An ideal scenario for a surfer would be to catch a big wave, and surf all the way back onto the beach, while displaying their moves. Obviously, more difficult, and more impressive manoeuvres gain more points than simpler ones.

In the finals of professional contests, a best-of-three sets system is used, with two sets being required for eventual victory.

Because waves are not uniform sizes, there is a set minimum for surf waves. The ASP has set it at half a metre (18 inches).

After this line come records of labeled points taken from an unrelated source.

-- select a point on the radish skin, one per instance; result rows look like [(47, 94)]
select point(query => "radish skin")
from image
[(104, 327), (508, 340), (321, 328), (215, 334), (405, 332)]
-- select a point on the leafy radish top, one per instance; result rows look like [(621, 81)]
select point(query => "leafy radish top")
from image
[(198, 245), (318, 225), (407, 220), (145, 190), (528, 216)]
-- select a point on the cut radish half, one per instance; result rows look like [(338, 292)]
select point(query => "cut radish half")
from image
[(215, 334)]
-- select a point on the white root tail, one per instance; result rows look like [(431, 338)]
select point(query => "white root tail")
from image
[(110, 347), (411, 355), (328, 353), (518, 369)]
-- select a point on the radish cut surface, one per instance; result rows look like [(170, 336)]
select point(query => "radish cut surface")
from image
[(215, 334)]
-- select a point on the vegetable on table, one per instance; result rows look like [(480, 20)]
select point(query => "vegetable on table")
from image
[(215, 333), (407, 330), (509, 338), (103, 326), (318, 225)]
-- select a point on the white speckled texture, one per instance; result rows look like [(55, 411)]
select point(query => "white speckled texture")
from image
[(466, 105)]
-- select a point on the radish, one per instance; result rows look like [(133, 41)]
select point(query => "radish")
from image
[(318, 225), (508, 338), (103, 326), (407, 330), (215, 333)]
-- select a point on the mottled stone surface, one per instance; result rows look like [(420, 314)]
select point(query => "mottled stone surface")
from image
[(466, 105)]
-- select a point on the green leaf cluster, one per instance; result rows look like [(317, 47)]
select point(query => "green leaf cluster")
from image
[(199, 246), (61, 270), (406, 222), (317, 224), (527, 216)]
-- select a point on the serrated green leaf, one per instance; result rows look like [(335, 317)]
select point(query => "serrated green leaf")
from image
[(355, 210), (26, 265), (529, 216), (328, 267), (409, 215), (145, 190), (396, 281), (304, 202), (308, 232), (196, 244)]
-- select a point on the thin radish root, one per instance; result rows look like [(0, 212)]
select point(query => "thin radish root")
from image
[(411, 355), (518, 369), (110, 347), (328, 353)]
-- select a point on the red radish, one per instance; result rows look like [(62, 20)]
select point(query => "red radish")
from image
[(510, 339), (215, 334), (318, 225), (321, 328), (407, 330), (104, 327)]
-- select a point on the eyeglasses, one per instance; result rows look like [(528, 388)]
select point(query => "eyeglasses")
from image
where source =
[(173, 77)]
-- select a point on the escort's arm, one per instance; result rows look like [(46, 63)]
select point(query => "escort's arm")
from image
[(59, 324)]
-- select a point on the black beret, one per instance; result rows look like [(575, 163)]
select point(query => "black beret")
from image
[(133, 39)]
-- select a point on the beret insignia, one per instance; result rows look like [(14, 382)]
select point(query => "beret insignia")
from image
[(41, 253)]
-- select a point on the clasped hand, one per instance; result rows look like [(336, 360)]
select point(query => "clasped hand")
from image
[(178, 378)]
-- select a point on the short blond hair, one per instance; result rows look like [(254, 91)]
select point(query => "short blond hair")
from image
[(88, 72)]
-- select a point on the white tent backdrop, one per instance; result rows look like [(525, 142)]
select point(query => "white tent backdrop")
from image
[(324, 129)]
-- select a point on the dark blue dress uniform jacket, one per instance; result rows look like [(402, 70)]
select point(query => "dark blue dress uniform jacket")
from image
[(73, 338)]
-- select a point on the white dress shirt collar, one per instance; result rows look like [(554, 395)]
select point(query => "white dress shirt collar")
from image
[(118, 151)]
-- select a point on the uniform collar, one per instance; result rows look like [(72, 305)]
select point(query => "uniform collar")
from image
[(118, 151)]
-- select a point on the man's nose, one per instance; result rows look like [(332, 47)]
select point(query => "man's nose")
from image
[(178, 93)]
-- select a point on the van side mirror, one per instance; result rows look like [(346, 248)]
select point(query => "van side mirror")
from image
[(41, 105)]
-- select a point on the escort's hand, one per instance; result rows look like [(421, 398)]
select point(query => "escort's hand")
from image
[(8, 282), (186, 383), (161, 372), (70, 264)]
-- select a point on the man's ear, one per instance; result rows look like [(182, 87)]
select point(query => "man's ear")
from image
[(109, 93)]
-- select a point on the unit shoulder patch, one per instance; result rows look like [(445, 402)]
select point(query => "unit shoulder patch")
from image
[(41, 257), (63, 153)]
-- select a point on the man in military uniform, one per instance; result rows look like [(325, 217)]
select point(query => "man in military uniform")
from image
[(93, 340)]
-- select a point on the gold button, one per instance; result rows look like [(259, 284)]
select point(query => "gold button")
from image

Two of the main surfing organisations run surfing tours, which take place all around theworld, with surfers travelling to different locations to build up their total score for the overall tour.

The ISA (International Surfing Association) runs an amateur tour every two years, with the winner generally turning professional, usually with the aid of a lucrative sponsorship deal or contract.

On turning professional, surfers then compete in the ASP World Tour events (Association of Surfing Professionals).

Most of these events are A rated and have prize money and 1000 points for the winner. Some events are AA rated which means 2000 points and increased prize money. The points awarded decrease by a percentage lower down the ratings.

At the end of the year, the professional surfers have their best 75% of points calculated, with the highest scorer winning the Championship.